While I don't recommend "The Hard Way", I DO appreiciate its deeply and eternally ingrained lessons. Been there, done that when I was young and new, too. I learned the most from the horse himself.

Jazzy, those are precisely the "points along the arc" that have to line up for green/green to truly work: proper horse, attentive student, qualified advisour. And it IS no piece of cake no matter how much skill is involved AFTER the fact.

My emotionally disrupted and currently not for the unskilled black horse came to me from a weak intermediate who prides herself on her self-proclaimed and imaginary PSG skills and greener than grass husband (very nice guy, poor dude). Her statement to me when I asked why she took on such a horse for her husband was this: " Oh HE won't care, he's never ridden.

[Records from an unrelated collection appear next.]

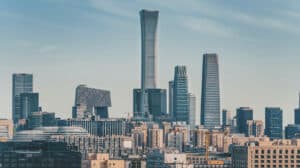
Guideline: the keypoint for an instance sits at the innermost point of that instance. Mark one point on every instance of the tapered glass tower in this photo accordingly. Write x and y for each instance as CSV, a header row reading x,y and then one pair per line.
x,y
149,21
210,95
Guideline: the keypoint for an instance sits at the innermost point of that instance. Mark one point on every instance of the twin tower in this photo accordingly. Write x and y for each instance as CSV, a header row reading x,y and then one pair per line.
x,y
210,95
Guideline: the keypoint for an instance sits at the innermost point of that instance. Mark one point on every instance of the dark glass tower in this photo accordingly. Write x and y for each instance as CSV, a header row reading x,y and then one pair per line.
x,y
181,99
243,114
29,104
210,95
22,83
273,121
149,21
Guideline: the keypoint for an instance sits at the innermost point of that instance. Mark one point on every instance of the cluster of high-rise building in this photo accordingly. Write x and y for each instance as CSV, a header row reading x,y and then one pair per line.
x,y
162,133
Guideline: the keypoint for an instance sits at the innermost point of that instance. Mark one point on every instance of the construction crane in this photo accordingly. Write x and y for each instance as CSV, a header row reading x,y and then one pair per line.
x,y
207,144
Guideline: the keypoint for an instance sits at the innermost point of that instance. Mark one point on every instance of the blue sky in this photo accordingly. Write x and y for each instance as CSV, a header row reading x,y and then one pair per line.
x,y
65,43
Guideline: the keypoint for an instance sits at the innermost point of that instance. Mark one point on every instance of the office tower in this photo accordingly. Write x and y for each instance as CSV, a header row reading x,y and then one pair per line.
x,y
292,131
192,110
35,120
6,130
210,94
48,119
279,153
297,113
155,137
92,99
180,98
156,103
243,114
273,121
226,117
22,83
149,21
29,104
171,88
255,128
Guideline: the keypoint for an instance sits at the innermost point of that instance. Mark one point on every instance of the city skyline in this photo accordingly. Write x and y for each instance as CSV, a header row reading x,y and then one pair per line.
x,y
47,79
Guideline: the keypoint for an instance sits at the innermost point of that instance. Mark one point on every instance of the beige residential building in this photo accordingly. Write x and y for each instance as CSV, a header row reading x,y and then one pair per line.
x,y
6,130
267,154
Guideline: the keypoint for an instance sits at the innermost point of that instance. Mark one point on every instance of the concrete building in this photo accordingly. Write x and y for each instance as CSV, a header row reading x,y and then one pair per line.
x,y
226,117
95,101
243,114
255,128
22,83
155,137
277,153
29,104
210,93
273,121
180,92
6,130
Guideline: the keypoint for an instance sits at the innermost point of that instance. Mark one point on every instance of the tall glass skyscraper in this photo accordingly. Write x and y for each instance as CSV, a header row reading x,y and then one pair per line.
x,y
149,21
210,95
192,110
180,99
22,83
243,114
273,121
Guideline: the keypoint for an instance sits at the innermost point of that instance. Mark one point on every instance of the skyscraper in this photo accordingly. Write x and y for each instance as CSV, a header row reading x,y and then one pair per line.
x,y
210,95
171,88
180,98
156,103
226,117
192,110
273,121
22,83
149,21
29,104
243,114
297,113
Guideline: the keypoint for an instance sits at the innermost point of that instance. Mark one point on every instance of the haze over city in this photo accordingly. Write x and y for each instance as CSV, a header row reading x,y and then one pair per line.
x,y
67,43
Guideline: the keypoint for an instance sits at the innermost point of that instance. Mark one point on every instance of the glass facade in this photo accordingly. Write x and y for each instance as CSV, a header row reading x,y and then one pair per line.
x,y
22,83
180,98
273,121
210,95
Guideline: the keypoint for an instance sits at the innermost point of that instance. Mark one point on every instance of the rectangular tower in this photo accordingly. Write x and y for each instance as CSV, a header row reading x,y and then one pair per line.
x,y
180,97
273,121
149,21
22,83
210,95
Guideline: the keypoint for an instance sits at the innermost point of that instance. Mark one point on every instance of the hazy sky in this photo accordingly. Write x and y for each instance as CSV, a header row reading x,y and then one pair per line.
x,y
65,43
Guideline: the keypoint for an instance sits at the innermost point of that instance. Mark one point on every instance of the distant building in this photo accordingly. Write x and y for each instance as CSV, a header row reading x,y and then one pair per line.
x,y
29,104
255,128
149,22
273,121
48,119
6,130
22,83
180,97
156,103
210,94
226,117
96,102
243,114
278,153
292,131
297,113
38,154
171,88
192,110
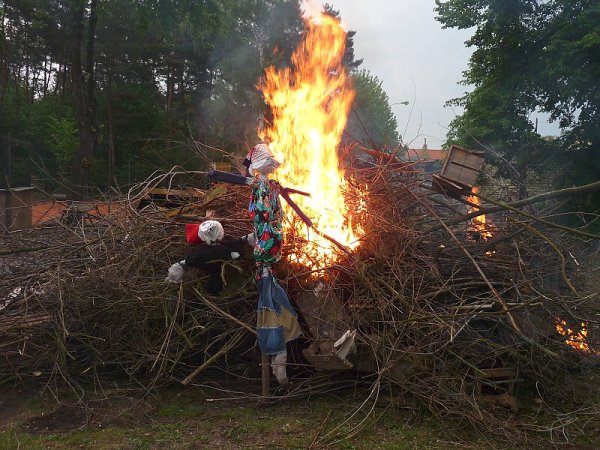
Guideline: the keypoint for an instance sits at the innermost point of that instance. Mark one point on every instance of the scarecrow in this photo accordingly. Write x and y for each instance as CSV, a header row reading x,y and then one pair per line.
x,y
208,257
277,322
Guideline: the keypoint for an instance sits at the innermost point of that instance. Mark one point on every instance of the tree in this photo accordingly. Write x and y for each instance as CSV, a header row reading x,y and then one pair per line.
x,y
83,95
371,120
529,55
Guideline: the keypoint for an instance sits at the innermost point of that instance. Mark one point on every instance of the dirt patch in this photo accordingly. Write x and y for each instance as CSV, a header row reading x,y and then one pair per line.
x,y
121,412
12,404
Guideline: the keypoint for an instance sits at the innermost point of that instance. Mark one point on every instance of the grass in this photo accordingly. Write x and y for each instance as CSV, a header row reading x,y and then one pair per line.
x,y
183,419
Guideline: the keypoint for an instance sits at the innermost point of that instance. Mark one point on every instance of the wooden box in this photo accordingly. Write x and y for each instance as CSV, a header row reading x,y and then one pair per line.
x,y
15,208
460,171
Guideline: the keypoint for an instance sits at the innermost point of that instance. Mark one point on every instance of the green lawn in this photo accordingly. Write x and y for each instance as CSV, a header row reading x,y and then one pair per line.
x,y
179,418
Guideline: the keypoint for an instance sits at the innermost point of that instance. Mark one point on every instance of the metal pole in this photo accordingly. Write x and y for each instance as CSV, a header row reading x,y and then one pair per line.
x,y
266,376
9,212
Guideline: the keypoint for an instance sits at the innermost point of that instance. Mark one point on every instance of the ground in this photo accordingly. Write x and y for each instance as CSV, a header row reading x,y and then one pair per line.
x,y
202,417
179,418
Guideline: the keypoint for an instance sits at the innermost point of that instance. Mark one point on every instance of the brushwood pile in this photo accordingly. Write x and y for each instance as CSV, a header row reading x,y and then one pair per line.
x,y
437,307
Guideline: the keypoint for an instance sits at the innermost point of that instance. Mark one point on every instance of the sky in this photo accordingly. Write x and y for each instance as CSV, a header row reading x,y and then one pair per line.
x,y
416,60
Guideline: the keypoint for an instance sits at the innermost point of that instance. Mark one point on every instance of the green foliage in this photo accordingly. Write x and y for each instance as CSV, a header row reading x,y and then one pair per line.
x,y
531,55
63,142
372,121
164,72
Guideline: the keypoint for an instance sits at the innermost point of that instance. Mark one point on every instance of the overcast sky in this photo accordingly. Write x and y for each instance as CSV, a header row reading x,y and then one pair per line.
x,y
405,47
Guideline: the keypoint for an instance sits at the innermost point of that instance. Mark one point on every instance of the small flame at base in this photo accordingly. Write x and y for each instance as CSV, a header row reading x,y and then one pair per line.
x,y
479,224
576,340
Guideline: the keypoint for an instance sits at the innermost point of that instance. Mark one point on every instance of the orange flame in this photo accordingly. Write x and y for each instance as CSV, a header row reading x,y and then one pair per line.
x,y
576,340
479,223
310,104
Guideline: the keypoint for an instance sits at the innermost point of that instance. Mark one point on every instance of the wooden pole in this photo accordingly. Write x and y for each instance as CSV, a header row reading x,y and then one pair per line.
x,y
266,376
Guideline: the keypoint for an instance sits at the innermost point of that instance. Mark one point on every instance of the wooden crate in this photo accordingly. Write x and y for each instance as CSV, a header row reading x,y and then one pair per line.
x,y
15,207
460,171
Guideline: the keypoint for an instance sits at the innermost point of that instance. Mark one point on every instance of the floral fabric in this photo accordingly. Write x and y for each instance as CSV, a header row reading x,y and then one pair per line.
x,y
265,212
277,322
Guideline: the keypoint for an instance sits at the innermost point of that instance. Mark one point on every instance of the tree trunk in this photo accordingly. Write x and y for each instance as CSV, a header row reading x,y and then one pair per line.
x,y
83,96
5,53
111,136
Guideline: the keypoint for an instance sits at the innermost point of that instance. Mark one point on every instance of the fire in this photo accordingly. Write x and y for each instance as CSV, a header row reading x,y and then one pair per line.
x,y
576,340
310,103
479,223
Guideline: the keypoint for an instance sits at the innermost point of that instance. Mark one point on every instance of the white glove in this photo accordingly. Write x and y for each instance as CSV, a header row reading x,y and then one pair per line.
x,y
175,272
251,239
278,363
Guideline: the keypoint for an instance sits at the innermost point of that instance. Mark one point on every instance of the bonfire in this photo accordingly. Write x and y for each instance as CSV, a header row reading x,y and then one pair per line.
x,y
434,315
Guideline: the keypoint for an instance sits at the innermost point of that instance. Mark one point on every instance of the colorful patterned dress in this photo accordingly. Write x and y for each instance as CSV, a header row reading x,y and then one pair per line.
x,y
277,322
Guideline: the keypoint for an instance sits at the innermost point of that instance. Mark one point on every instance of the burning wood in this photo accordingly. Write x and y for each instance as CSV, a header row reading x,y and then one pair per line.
x,y
577,340
310,104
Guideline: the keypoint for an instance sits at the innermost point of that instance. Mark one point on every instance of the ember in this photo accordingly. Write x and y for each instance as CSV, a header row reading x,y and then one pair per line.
x,y
479,224
310,104
577,340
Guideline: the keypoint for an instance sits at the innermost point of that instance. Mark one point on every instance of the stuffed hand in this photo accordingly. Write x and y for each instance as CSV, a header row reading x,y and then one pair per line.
x,y
175,273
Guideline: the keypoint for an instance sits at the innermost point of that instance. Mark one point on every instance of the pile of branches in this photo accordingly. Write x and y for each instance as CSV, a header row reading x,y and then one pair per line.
x,y
435,304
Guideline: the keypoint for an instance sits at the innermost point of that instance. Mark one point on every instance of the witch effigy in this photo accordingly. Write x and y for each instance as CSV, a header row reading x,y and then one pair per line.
x,y
277,321
208,257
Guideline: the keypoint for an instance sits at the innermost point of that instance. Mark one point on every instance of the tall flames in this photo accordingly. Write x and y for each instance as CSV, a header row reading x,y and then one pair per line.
x,y
310,103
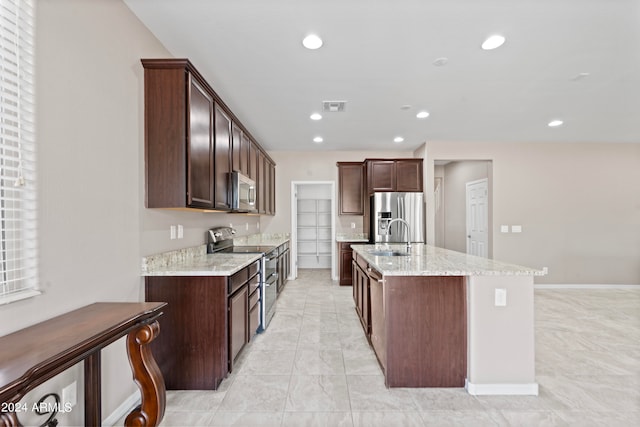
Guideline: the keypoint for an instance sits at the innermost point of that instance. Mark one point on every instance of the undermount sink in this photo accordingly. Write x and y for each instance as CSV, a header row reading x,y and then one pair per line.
x,y
389,253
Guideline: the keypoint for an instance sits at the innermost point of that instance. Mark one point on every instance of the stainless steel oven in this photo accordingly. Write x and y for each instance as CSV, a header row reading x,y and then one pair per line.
x,y
270,269
220,239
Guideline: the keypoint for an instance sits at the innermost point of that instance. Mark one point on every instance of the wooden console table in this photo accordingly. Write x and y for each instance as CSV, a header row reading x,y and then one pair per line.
x,y
31,356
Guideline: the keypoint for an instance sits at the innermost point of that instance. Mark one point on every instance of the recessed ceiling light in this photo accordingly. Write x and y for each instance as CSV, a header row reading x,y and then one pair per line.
x,y
493,42
440,62
312,42
578,77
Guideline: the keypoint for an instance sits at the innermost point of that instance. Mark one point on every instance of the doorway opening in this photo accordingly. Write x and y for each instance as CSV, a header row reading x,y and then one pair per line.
x,y
451,213
313,226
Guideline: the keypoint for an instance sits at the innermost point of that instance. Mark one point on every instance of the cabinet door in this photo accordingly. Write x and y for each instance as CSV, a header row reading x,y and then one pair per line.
x,y
260,182
272,189
253,161
381,175
409,175
346,257
238,315
236,148
378,326
351,188
222,158
200,146
245,142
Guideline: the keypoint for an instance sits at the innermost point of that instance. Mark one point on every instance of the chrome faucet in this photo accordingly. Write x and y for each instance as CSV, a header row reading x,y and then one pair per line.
x,y
408,230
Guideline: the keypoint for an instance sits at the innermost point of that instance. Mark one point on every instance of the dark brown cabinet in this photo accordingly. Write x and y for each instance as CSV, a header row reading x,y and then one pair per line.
x,y
238,322
222,159
345,259
351,188
394,175
361,292
381,175
193,141
178,137
205,325
409,175
284,264
378,337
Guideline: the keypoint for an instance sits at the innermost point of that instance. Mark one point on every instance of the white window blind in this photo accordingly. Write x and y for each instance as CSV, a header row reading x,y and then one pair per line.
x,y
18,255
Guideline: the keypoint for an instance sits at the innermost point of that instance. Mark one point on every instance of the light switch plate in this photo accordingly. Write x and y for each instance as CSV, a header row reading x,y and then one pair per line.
x,y
501,297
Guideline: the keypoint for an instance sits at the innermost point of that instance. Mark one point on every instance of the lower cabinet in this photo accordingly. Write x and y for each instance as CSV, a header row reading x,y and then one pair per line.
x,y
378,337
206,324
238,322
345,259
361,293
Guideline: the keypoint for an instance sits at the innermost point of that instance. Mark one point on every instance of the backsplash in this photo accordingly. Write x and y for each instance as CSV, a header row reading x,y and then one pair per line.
x,y
164,259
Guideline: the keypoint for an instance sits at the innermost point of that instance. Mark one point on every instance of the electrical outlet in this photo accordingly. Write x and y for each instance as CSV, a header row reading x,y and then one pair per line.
x,y
501,297
70,395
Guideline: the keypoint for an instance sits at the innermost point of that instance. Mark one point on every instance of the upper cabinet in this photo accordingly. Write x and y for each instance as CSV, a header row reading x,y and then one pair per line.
x,y
394,175
409,175
222,158
193,141
351,188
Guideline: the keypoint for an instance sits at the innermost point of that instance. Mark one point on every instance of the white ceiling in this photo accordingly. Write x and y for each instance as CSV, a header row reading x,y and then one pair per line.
x,y
378,56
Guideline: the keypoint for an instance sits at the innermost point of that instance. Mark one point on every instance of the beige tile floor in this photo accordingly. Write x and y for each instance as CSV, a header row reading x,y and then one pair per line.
x,y
313,367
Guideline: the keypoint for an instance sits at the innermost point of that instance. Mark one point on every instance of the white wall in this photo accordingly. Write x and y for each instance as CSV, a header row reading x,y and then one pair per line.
x,y
578,205
93,227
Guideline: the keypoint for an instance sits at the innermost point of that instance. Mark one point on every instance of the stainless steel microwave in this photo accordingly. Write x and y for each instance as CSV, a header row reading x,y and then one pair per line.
x,y
243,193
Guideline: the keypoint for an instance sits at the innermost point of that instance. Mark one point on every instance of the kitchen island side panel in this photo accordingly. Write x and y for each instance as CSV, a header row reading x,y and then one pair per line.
x,y
501,338
426,331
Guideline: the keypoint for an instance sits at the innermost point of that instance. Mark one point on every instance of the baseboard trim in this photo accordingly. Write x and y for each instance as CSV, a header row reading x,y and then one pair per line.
x,y
594,286
501,389
122,410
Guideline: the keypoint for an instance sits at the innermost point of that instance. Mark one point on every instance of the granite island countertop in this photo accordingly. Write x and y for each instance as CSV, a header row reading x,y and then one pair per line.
x,y
427,260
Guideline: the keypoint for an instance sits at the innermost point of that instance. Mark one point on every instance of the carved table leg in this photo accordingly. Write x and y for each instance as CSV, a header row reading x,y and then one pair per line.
x,y
147,376
9,419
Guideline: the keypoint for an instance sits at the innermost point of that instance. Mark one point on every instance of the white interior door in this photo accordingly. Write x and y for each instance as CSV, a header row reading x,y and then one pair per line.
x,y
478,217
313,226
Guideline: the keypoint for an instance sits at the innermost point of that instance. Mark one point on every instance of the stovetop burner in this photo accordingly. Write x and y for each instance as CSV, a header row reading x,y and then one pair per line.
x,y
248,249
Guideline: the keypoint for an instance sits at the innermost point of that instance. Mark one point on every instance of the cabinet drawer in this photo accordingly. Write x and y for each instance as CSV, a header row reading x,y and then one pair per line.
x,y
362,263
254,268
238,279
254,284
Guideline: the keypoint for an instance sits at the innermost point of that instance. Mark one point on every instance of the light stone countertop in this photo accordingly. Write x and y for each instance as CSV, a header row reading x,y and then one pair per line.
x,y
194,261
426,260
351,237
261,240
206,265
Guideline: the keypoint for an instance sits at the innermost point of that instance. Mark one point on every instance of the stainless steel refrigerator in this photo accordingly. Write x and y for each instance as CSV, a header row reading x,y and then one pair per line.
x,y
388,206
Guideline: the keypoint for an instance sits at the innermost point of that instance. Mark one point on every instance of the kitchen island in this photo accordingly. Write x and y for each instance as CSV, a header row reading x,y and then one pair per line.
x,y
440,318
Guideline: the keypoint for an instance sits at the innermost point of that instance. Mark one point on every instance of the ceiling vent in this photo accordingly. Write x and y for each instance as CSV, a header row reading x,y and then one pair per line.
x,y
333,106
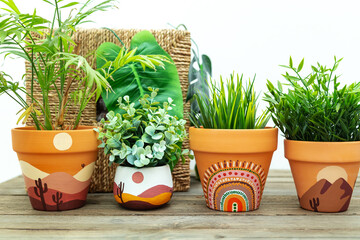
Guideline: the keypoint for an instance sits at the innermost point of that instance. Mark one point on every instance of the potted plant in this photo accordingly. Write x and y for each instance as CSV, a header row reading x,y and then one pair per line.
x,y
232,147
146,143
320,120
57,159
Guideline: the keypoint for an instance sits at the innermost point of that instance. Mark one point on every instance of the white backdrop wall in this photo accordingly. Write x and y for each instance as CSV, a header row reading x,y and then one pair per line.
x,y
245,36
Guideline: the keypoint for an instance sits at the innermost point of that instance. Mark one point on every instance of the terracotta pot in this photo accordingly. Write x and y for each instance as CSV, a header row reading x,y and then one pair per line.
x,y
233,165
56,165
143,188
324,173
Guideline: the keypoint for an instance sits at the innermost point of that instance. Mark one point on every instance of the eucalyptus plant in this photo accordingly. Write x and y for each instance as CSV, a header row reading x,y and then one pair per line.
x,y
232,105
143,137
55,65
314,107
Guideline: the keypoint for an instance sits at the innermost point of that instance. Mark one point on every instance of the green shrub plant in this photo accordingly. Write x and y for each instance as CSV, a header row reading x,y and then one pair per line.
x,y
314,106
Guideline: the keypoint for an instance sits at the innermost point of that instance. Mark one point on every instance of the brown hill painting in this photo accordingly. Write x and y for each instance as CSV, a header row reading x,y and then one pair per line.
x,y
56,191
326,197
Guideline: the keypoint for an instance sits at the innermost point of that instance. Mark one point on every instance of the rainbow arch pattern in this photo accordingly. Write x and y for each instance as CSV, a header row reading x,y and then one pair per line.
x,y
234,186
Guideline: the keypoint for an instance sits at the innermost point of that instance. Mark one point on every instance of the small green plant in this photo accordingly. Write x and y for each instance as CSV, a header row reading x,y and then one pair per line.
x,y
200,71
314,107
143,137
230,106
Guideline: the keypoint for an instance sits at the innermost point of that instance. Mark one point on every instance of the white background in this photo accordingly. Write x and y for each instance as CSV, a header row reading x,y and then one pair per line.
x,y
243,36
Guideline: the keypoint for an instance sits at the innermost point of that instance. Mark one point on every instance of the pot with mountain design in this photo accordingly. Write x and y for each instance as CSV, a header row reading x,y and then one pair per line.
x,y
143,188
324,173
233,165
56,165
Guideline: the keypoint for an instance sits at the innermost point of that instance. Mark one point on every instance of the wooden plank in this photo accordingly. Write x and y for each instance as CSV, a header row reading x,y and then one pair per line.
x,y
185,217
187,226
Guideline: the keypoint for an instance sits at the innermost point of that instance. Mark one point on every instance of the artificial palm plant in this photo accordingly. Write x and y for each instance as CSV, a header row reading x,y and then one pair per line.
x,y
55,65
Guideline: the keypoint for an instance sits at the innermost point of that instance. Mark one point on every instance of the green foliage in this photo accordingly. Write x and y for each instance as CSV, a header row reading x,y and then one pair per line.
x,y
315,107
144,56
48,47
231,106
199,72
143,137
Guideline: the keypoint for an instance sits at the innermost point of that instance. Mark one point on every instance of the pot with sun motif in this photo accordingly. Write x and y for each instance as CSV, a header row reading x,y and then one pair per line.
x,y
233,165
57,165
324,173
143,188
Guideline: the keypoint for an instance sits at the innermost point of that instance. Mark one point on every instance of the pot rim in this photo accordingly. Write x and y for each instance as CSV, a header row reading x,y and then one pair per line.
x,y
81,128
323,152
29,140
233,140
142,168
266,129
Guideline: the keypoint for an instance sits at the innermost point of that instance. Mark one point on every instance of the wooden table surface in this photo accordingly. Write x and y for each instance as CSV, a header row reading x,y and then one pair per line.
x,y
186,217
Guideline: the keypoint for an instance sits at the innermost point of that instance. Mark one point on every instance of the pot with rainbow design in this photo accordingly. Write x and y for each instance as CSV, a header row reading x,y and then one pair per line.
x,y
232,147
56,165
233,165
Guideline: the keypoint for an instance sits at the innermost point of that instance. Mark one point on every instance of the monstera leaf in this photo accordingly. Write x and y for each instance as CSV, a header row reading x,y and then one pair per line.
x,y
133,80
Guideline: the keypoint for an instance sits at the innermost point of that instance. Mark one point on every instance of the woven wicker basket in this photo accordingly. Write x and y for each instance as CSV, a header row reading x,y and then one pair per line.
x,y
177,43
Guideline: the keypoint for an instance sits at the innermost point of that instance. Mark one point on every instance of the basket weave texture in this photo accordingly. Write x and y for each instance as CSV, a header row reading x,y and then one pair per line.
x,y
176,42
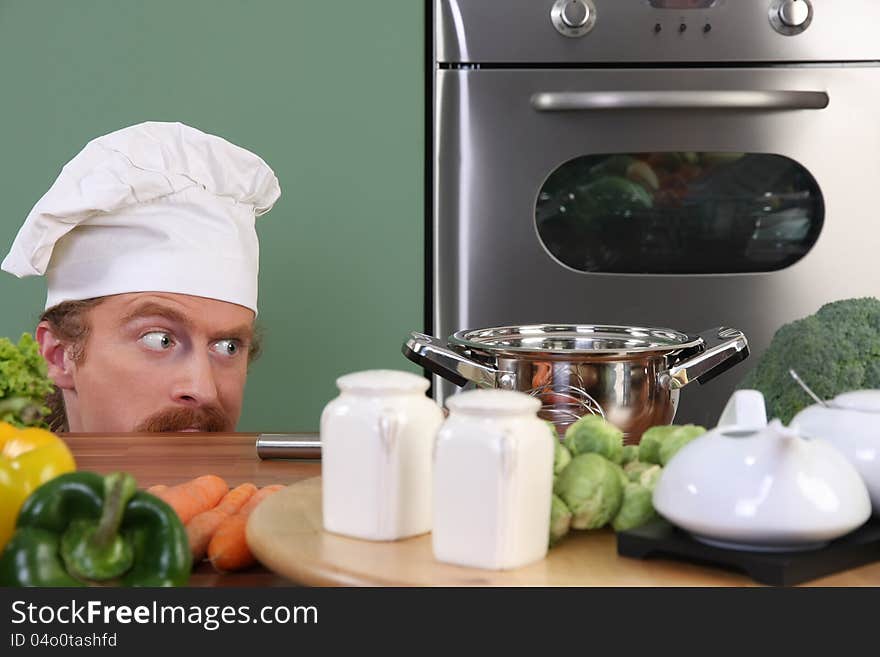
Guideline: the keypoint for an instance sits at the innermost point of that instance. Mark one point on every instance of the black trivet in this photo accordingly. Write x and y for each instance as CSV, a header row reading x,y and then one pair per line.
x,y
659,538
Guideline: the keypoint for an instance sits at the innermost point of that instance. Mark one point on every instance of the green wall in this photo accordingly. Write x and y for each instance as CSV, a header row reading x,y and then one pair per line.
x,y
329,94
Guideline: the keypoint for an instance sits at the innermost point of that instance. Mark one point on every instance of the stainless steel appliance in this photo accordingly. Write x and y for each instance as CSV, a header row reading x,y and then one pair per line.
x,y
678,163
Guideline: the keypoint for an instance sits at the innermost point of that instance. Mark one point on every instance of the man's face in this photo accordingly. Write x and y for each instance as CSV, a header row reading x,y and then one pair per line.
x,y
157,361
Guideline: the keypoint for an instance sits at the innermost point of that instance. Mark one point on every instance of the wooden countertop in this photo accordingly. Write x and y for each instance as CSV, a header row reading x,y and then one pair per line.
x,y
174,458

He can't appreciate a smooth ride yet so I can teach him on anything." (Horse has dressage -coveted, LOFTY gaits, need say no more).

Long story short: Horse is mine for life : )

Good on you, Jazzy, for taking on what you did with what you have, and making it work to the best of all involved. It CAN be done, once in a great while .....carefully : )


----------



## HalfPass (Jun 12, 2009)

Chinga....
Good for you. I am so happy to hear that you are now working with a trainer. Hopefully things will continue to progress from here on out and you and chinga will grow.
All my best
HP


----------



## dreamrideredc (Apr 16, 2009)

Well done Chinga, good for you! By the way, I don't think you have a bad reputation on the forum.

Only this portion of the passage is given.